Image source, Getty Images
But the Southern Aymara is not the same either.
“When a language arrives at a territory, it begins to mix with local languages. And then start having its own differentiations in each place. It is the same thing that happens with Aymara,” says Celia González.
Then dialect variants arise, although in this case there is no problem of absolute incommunication.
“In the Tarapacá region (Chilean North), it is spoken in a way, with certain sounds and other words that are used to say the same with respect to the Aymara of Villa Parinacota that is about 300 km further north” on the border with Bolivia, González exemplifies.
“The Aymara that is spoken in Oruro is different from that spoken in La Paz, Bolivia,” adds, although only about 220 kilometers separate both cities.
While in Peru three large varieties of Aymara are recorded: in Puno, Tacna and in Moquegua.
Aymara VS. Quechua
For centuries it was believed that Aymara and Quechua languages shared an origin. But it is not so.
“They are not sister languages but they are very friendly languages,” describes Roger Gonzalo.

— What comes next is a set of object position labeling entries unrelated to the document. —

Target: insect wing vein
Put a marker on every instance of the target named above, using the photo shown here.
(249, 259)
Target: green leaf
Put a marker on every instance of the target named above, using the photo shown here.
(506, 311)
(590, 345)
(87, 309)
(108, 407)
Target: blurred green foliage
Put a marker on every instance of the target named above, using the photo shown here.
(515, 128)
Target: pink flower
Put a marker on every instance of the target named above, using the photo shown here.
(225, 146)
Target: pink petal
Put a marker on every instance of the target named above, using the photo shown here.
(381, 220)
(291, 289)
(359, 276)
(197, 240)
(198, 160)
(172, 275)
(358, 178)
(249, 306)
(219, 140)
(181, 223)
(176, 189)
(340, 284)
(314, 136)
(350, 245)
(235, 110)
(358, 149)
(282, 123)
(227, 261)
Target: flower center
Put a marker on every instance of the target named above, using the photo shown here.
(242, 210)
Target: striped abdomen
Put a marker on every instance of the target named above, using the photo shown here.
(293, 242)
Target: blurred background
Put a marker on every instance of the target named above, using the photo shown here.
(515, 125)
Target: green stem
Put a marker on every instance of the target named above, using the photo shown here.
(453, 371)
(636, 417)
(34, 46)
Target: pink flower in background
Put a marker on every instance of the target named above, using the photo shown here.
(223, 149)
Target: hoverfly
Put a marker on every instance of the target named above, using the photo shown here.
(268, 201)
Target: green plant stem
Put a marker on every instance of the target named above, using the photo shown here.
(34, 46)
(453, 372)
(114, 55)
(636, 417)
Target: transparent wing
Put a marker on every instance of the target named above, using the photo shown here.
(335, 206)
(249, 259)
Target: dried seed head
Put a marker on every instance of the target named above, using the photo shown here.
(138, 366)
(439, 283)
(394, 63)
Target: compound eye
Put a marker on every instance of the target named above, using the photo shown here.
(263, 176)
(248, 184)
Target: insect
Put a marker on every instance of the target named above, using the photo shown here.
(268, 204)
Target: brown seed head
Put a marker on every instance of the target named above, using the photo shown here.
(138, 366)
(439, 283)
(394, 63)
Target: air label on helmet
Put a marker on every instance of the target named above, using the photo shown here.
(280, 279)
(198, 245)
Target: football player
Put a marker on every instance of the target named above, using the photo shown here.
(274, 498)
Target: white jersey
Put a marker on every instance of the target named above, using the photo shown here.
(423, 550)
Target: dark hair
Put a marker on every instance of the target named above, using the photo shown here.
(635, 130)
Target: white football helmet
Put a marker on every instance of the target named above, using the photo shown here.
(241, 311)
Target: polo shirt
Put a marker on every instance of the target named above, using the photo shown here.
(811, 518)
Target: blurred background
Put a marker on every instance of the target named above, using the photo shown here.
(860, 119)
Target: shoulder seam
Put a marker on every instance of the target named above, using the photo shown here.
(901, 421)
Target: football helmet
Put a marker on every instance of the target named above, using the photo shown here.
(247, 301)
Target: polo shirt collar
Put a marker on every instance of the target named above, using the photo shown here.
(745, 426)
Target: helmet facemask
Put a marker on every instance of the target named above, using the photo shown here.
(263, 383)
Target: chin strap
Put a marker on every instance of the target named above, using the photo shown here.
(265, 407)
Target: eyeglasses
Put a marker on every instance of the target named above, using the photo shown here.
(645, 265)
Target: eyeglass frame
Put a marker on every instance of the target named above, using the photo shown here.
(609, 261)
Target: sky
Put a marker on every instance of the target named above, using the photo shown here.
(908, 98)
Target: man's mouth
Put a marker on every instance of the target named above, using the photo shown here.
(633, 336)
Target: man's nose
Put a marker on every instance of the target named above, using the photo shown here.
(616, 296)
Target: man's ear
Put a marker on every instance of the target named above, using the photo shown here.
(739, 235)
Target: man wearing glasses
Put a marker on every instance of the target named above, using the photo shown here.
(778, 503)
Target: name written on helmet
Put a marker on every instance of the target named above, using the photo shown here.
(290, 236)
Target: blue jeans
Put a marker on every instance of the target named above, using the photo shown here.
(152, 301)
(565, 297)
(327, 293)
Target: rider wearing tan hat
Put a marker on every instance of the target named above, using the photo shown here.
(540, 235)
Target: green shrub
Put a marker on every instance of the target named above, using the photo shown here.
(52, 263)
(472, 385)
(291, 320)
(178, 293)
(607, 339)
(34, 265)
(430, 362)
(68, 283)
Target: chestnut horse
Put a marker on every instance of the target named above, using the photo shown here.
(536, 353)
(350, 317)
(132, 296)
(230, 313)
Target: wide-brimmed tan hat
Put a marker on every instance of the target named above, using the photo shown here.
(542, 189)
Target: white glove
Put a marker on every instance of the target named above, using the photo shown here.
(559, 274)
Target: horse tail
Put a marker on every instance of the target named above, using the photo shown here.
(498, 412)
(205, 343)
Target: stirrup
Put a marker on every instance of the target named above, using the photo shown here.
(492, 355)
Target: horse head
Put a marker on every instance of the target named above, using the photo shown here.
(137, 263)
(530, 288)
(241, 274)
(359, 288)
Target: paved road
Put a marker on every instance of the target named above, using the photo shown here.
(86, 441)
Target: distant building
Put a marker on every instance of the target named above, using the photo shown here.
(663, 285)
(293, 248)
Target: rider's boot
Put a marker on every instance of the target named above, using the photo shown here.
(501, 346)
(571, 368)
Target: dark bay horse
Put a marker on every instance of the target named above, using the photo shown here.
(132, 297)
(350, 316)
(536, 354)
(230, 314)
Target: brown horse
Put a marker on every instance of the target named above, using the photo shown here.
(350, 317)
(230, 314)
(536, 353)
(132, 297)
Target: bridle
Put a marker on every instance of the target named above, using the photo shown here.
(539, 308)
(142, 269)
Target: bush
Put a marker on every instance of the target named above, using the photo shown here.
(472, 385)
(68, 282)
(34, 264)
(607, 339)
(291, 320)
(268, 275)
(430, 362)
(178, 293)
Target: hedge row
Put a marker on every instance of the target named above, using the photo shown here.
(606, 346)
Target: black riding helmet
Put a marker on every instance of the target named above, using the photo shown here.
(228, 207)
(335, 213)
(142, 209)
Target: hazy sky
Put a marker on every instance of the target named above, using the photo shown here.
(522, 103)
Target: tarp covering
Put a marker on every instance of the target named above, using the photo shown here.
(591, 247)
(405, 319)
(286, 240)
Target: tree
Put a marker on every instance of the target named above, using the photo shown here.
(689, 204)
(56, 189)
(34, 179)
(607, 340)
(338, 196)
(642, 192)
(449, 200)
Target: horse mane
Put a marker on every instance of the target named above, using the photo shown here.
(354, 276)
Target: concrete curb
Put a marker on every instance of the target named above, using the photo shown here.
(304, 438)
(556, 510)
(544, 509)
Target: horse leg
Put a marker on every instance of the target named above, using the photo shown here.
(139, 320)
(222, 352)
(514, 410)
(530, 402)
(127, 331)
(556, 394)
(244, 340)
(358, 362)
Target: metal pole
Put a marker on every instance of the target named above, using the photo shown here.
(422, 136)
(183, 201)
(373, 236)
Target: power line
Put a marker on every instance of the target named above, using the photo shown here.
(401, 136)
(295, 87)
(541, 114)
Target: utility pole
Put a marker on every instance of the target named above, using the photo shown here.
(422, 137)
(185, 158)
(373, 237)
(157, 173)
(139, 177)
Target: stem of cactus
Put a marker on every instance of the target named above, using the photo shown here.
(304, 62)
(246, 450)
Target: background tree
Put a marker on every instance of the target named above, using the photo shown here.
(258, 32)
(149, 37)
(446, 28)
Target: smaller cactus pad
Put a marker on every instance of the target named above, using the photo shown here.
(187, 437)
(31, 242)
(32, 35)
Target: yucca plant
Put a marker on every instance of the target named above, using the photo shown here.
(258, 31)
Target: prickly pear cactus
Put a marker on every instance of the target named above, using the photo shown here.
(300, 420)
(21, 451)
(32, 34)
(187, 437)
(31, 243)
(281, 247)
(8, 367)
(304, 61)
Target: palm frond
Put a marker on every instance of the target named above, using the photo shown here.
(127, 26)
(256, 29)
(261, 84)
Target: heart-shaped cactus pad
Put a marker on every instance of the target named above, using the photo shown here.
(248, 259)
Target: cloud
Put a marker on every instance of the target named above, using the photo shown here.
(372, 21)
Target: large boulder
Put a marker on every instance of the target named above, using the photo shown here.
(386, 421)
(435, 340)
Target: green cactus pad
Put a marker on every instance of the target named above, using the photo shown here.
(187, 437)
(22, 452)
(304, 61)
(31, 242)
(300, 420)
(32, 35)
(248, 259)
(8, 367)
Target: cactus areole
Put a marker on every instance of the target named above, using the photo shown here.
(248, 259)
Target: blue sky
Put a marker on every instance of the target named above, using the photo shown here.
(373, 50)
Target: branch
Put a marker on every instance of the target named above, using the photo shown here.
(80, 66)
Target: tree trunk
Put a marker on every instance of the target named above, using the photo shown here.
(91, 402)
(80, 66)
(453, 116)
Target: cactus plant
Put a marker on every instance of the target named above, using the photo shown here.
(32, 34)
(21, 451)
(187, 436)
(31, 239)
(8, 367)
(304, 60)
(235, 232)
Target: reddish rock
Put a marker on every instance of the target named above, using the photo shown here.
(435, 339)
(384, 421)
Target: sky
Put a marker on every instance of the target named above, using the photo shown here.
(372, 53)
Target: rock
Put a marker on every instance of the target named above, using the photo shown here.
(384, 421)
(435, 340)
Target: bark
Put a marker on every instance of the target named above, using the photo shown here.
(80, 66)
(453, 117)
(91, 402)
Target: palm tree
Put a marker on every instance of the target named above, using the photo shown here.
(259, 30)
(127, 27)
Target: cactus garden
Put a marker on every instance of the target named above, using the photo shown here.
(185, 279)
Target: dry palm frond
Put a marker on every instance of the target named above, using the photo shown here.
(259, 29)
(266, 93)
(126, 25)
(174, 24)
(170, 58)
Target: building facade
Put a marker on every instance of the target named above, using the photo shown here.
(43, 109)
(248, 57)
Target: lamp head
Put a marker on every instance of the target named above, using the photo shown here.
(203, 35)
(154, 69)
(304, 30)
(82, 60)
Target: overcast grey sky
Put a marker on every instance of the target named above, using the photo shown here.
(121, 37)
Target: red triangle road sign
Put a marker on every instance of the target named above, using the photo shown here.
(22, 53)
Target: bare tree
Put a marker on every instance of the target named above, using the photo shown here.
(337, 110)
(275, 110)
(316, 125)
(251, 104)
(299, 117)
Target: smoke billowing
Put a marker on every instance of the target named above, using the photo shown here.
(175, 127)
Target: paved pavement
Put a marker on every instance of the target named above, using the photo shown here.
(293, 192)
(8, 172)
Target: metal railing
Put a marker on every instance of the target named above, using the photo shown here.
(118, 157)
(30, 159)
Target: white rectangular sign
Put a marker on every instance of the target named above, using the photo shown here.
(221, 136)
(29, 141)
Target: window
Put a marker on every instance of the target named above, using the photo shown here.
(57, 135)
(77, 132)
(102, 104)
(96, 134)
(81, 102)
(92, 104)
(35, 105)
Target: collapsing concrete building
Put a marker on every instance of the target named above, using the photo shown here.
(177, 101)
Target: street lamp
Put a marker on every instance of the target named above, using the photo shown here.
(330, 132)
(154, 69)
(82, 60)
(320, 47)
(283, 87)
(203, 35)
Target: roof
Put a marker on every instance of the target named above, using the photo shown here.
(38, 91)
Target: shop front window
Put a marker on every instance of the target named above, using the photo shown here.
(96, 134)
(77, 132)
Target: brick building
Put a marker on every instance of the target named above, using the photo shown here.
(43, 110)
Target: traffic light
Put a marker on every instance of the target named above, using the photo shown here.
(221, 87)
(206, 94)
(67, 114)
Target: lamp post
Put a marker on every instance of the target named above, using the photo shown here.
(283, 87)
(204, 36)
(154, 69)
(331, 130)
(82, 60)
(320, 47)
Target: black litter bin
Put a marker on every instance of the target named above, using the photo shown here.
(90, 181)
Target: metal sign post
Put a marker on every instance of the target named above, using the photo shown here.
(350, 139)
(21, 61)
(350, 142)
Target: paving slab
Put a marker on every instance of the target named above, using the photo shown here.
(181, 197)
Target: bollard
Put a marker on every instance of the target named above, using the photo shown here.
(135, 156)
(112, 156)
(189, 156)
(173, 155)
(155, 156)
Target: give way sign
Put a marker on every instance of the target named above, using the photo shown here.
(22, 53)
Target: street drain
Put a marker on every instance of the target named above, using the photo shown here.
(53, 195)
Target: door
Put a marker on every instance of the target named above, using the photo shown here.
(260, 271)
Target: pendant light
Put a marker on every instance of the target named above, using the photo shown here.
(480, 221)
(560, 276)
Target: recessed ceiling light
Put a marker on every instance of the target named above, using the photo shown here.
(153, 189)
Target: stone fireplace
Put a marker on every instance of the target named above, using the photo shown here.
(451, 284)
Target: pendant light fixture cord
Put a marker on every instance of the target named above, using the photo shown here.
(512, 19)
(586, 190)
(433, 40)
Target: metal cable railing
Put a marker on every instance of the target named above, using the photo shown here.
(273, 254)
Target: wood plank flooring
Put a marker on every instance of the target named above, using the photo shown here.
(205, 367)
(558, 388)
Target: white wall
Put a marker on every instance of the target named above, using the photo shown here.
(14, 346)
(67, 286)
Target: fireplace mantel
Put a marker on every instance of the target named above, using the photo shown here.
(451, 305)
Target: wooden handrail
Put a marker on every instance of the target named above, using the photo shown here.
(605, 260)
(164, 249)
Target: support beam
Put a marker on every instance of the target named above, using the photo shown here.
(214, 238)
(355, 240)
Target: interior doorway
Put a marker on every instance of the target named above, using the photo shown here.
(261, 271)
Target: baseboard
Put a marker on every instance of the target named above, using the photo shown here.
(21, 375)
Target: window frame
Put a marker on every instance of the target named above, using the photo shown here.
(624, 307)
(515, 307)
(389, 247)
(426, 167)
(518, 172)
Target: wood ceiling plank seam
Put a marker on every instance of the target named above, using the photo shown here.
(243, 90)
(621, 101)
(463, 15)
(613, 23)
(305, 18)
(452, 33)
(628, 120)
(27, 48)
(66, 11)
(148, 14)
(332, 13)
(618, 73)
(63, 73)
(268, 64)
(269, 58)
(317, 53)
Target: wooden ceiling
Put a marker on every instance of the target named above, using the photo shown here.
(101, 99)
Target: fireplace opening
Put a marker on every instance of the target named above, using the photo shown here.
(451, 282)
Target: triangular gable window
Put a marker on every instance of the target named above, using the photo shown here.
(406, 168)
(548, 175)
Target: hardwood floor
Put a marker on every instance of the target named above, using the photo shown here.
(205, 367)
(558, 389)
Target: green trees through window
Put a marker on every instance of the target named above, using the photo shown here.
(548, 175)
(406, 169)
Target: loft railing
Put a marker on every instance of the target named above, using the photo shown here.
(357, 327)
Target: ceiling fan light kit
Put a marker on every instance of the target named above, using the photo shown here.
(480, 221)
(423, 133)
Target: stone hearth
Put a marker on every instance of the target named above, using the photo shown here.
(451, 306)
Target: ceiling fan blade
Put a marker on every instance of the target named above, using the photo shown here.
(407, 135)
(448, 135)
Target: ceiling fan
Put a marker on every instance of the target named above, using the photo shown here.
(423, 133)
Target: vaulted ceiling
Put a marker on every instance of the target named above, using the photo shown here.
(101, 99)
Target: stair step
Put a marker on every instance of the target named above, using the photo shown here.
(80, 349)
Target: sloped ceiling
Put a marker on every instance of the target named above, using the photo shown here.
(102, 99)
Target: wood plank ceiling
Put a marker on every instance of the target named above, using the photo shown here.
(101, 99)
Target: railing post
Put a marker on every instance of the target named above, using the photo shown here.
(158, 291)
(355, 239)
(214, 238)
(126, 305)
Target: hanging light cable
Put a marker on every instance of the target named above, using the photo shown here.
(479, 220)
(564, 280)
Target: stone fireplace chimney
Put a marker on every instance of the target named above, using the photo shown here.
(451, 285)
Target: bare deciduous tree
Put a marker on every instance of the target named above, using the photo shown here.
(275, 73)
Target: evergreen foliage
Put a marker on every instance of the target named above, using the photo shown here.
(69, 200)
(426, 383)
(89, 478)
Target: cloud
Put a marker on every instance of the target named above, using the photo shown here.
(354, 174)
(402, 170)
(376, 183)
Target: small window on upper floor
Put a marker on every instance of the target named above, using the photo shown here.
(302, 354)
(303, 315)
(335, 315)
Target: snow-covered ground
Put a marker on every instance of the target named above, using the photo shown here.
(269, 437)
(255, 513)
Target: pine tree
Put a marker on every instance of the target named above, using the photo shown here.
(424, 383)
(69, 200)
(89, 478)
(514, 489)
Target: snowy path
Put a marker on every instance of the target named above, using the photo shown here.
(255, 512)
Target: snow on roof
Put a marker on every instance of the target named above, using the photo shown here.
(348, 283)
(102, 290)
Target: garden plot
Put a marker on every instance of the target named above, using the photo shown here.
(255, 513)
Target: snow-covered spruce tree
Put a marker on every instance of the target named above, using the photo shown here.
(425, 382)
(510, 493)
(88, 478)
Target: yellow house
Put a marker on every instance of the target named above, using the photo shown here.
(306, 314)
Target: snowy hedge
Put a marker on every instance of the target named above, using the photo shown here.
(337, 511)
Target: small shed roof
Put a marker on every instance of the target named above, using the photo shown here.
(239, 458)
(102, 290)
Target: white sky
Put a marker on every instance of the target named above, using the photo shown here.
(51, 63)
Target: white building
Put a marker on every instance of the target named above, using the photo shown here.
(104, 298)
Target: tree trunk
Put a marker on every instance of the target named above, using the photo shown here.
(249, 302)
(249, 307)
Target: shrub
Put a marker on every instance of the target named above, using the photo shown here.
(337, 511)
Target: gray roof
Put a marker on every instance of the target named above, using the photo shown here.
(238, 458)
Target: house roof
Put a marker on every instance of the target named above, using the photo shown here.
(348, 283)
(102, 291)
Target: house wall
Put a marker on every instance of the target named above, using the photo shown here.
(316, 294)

In historical terms, it is known that the Inca Empire carried out an expansion exercise in the early fifteenth century carrying its Quechua language to territories that are currently Ecuador, Peru, Bolivia, Chile and Argentina.
There is a mixture between Quechua and Aymara. Both languages begin to live together and do so for centuries.
While both languages are binding in their grammatical characteristics, and share approximately 25% of words, they are two different languages.
“The expansion is an explanation of why there are Aymara words in Quechua and there are Quechua words in Aymara,” says Celia González.
The different personal pronouns in Aymara and Quechua are an indication of their differences.
Image source, Getty Images
“In Quechua the words can end in a vowel and consonant. And that makes the application of certain rules to add another suffix. On the other hand in Aymara, all the words end in a vowel,” explains, on the other hand, Gonzalo.
“Shame of speaking Aymara”
Learning Aymara seems to be a challenge.
“It is not an easy language to learn, like Quechua or any binder language,” says Celia González.
In addition to the grammatical complexities of the language, the discrimination suffered by some of the Aymara speakers suffers.
“When asked if they are speakers, many deny it, because there is a feeling of inferiority,” describes Roger Gonzalo, whose mother tongue is Aymara.
“History has shown us that by speaking Aymara many people have suffered discrimination from the State in the political, economic, social and cultural. Then there is ashamed to speak the Aymara language,” he acknowledges.
To this is added the little availability of teachers who understand culture and teach the language.
“Teacher training is essential because there is the Aymara community here. If a child is behaving in a particular way it is largely because of their culture,” says Celia González.
The teacher, who lives in Iquique, also highlights that these children Aymara are related to other cultures that are not Andean or migrants who arrive from Venezuela or Colombia, for example.
“We must introduce this theme at the university so that we are training professionals who also have this look or sensitivity” on the Aymara culture, he says.
Or as the Aymara.org site specialized in that language stands out:
Nax is dead. He will have a thousand thousands of years
“I will die but tomorrow will return millions.”